I'm a bit of two minds here, and I think the Paizo devs have painted themselves into a corner of sorts.

Traditionally, each caster class has had its own list of spells. The strength of this approach is that it allows designers to tailor each spell list to each class in ways that make them play off one another. In some cases, you even have class features that interact with specific spells (such as the 5e warlock having invocations that affect how eldritch blast works). The disadvantage is that it either requires a fair bit of extra work when expanding either the number of classes or number of spells, and the amount of extra work will only increase as time goes on, or that later classes will mostly be left out of any extra spells.

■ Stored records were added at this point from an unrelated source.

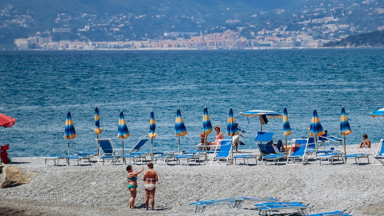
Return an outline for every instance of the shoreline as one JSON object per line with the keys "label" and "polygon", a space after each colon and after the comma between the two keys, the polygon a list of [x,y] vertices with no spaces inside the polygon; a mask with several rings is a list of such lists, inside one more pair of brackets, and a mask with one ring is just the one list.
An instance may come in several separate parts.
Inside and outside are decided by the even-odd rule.
{"label": "shoreline", "polygon": [[[379,144],[371,148],[358,149],[357,144],[347,145],[347,153],[371,154],[369,164],[362,159],[359,166],[352,160],[345,165],[335,161],[310,160],[305,165],[267,165],[251,160],[246,165],[210,166],[155,164],[159,176],[155,195],[155,211],[145,211],[143,174],[138,176],[137,209],[129,209],[128,191],[126,166],[94,161],[91,165],[69,166],[60,162],[52,166],[52,161],[44,164],[41,157],[13,158],[14,164],[25,171],[36,172],[32,181],[19,186],[0,189],[0,208],[8,208],[23,215],[96,216],[112,215],[138,216],[151,215],[196,215],[194,208],[189,206],[197,200],[236,197],[273,197],[283,201],[299,201],[309,204],[310,214],[346,210],[353,216],[382,215],[384,201],[381,190],[384,177],[377,175],[383,171],[382,166],[372,166],[373,155]],[[338,150],[343,150],[339,146]],[[256,153],[257,149],[244,150],[243,153]],[[144,166],[134,165],[135,172]],[[257,210],[252,202],[245,202],[239,210],[226,206],[207,208],[205,215],[255,215]],[[293,214],[293,211],[283,211],[280,215]],[[111,214],[112,213],[112,214]],[[15,215],[14,214],[13,215]]]}

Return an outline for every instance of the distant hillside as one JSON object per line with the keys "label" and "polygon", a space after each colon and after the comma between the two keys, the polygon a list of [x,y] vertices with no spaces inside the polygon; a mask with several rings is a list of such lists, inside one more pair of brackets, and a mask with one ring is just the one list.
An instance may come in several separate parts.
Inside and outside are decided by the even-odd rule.
{"label": "distant hillside", "polygon": [[[383,0],[0,1],[0,48],[13,44],[15,38],[35,35],[55,41],[124,41],[163,39],[167,32],[209,34],[231,30],[255,39],[251,35],[258,31],[279,29],[285,36],[295,31],[328,39],[379,26],[384,26]],[[54,28],[70,31],[54,33]]]}
{"label": "distant hillside", "polygon": [[339,41],[331,41],[323,45],[332,46],[384,46],[384,31],[376,31],[357,35],[350,35]]}

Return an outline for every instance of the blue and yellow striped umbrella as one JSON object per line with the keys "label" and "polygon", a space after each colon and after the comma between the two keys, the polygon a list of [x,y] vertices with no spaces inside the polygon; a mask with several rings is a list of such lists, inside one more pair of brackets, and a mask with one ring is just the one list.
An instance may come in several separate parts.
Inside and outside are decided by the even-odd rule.
{"label": "blue and yellow striped umbrella", "polygon": [[213,129],[212,125],[211,124],[211,120],[209,119],[209,115],[208,113],[208,108],[207,107],[205,107],[203,113],[203,132],[206,135],[208,135],[212,131],[213,131]]}
{"label": "blue and yellow striped umbrella", "polygon": [[[236,126],[235,117],[233,116],[233,111],[232,108],[229,108],[229,113],[228,115],[228,121],[226,124],[226,133],[228,136],[231,137],[231,144],[233,143],[233,136],[239,132],[237,126]],[[231,164],[233,164],[233,148],[231,147]]]}
{"label": "blue and yellow striped umbrella", "polygon": [[124,113],[123,110],[120,110],[120,116],[119,118],[119,127],[118,128],[118,138],[121,138],[122,145],[123,146],[123,154],[124,154],[124,139],[128,138],[130,136],[129,131],[128,130],[128,127],[126,123],[126,120],[124,119]]}
{"label": "blue and yellow striped umbrella", "polygon": [[325,133],[324,129],[322,129],[321,124],[320,123],[320,120],[319,119],[318,112],[316,109],[313,109],[313,114],[312,114],[312,120],[311,121],[311,125],[308,129],[309,132],[308,134],[310,136],[315,137],[315,142],[316,143],[316,151],[318,151],[318,140],[317,137],[321,136]]}
{"label": "blue and yellow striped umbrella", "polygon": [[179,154],[180,154],[180,137],[183,137],[188,134],[187,129],[181,117],[180,108],[177,108],[176,118],[175,122],[175,134],[179,137]]}
{"label": "blue and yellow striped umbrella", "polygon": [[64,138],[68,140],[68,155],[69,155],[69,140],[72,140],[77,136],[72,121],[71,113],[68,110],[65,118],[65,130],[64,132]]}
{"label": "blue and yellow striped umbrella", "polygon": [[288,111],[285,107],[283,110],[283,134],[286,137],[286,153],[288,155],[287,136],[292,134],[292,131],[290,130],[289,119],[288,118]]}
{"label": "blue and yellow striped umbrella", "polygon": [[101,128],[100,127],[100,115],[98,113],[98,108],[96,107],[95,108],[95,125],[96,127],[95,128],[95,133],[97,136],[97,139],[98,139],[98,135],[101,133]]}
{"label": "blue and yellow striped umbrella", "polygon": [[[345,136],[349,135],[352,133],[350,123],[348,123],[348,119],[345,114],[344,106],[341,107],[341,114],[340,114],[340,134],[344,136],[344,154],[347,154],[347,149],[345,146]],[[347,160],[347,158],[346,158]]]}
{"label": "blue and yellow striped umbrella", "polygon": [[381,115],[384,117],[384,108],[378,109],[376,111],[371,112],[370,114],[372,118],[374,118],[376,116],[380,116]]}
{"label": "blue and yellow striped umbrella", "polygon": [[148,136],[152,139],[151,145],[151,155],[153,156],[153,139],[157,136],[156,132],[155,132],[155,129],[156,129],[156,121],[155,121],[155,114],[153,113],[153,110],[151,111],[151,116],[149,118],[149,132],[148,132]]}

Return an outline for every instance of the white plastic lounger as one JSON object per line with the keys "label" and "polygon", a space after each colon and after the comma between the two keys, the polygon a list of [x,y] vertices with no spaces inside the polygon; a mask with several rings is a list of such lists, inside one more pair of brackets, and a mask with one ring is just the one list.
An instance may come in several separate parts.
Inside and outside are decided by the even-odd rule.
{"label": "white plastic lounger", "polygon": [[314,215],[310,215],[308,216],[352,216],[348,213],[345,213],[340,211],[336,211],[331,212],[326,212],[324,213],[318,213]]}
{"label": "white plastic lounger", "polygon": [[[360,165],[360,158],[367,158],[367,160],[368,160],[368,164],[369,164],[369,156],[371,156],[371,154],[346,154],[344,156],[343,156],[345,159],[354,159],[355,163],[357,164],[357,165]],[[347,160],[345,160],[345,163],[347,164]]]}
{"label": "white plastic lounger", "polygon": [[[308,215],[307,209],[310,206],[298,202],[282,202],[263,203],[261,204],[255,204],[259,210],[258,215],[271,215],[272,211],[279,211],[284,210],[296,210],[299,214]],[[268,215],[267,215],[268,214]]]}
{"label": "white plastic lounger", "polygon": [[340,157],[343,156],[342,152],[333,152],[328,154],[319,155],[316,156],[316,160],[319,160],[319,164],[321,165],[321,160],[326,160],[331,162],[333,165],[333,160],[335,159],[340,159]]}
{"label": "white plastic lounger", "polygon": [[[65,155],[62,154],[54,154],[52,155],[45,155],[43,157],[43,159],[45,159],[45,164],[47,166],[47,160],[53,160],[54,165],[58,165],[59,162],[60,161],[61,159],[65,159]],[[57,163],[56,163],[56,160],[57,160]]]}
{"label": "white plastic lounger", "polygon": [[66,160],[67,166],[69,166],[69,161],[71,160],[77,161],[77,165],[79,166],[82,164],[81,160],[85,160],[86,162],[88,162],[90,165],[91,158],[92,158],[92,156],[88,155],[70,155],[66,157],[65,159]]}
{"label": "white plastic lounger", "polygon": [[275,164],[279,166],[279,161],[281,158],[286,159],[287,155],[286,154],[269,154],[268,155],[265,155],[263,157],[263,160],[265,160],[264,165],[267,165],[267,160],[273,160],[275,162]]}
{"label": "white plastic lounger", "polygon": [[235,159],[235,165],[236,165],[236,159],[243,159],[243,163],[245,164],[245,159],[247,159],[247,165],[249,165],[249,159],[255,158],[255,160],[256,161],[256,165],[257,165],[257,158],[256,154],[241,154],[239,155],[235,155],[233,156],[233,159]]}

But in PF2, spells are assigned to one or more traditions, and if you can cast spells of that tradition you can cast that spell (subject to stuff about how your class learns spells and such). No muss, no fuss. No need to discuss whether a hypothetical shaman class (which for the purpose of the exercise would be a spontaneous primal caster) could cast sudden bolt or not - it's a primal spell, so of course they can (assuming they can learn it, since it's Uncommon). The disadvantage is that since the tradition lists aren't directly tied to classes anymore, they have to be balanced on their own. You can't go "clerics have better fighting skills than wizards so they get worse spells", because the divine list also has to work for angelic sorcerers with 6 hp/level and no armor.

So while in an ideal world, I agree that the spell lists of a cleric and a warlock (which we can pretend is a prepared occult caster) should look very different, in the world of PF2 there probably needs to be some overlap, because that same overlap is what balances an angelic sorcerer against a hag-blooded one.


Staffan Johansson wrote:
You can't go "clerics have better fighting skills than wizards so they get worse spells", because the divine list also has to work for angelic sorcerers with 6 hp/level and no armor

Except that's exactly what they did. "Worse" is subjective, but they deliberately set each tradition to have strengths, weaknesses, and gaps in their coverage.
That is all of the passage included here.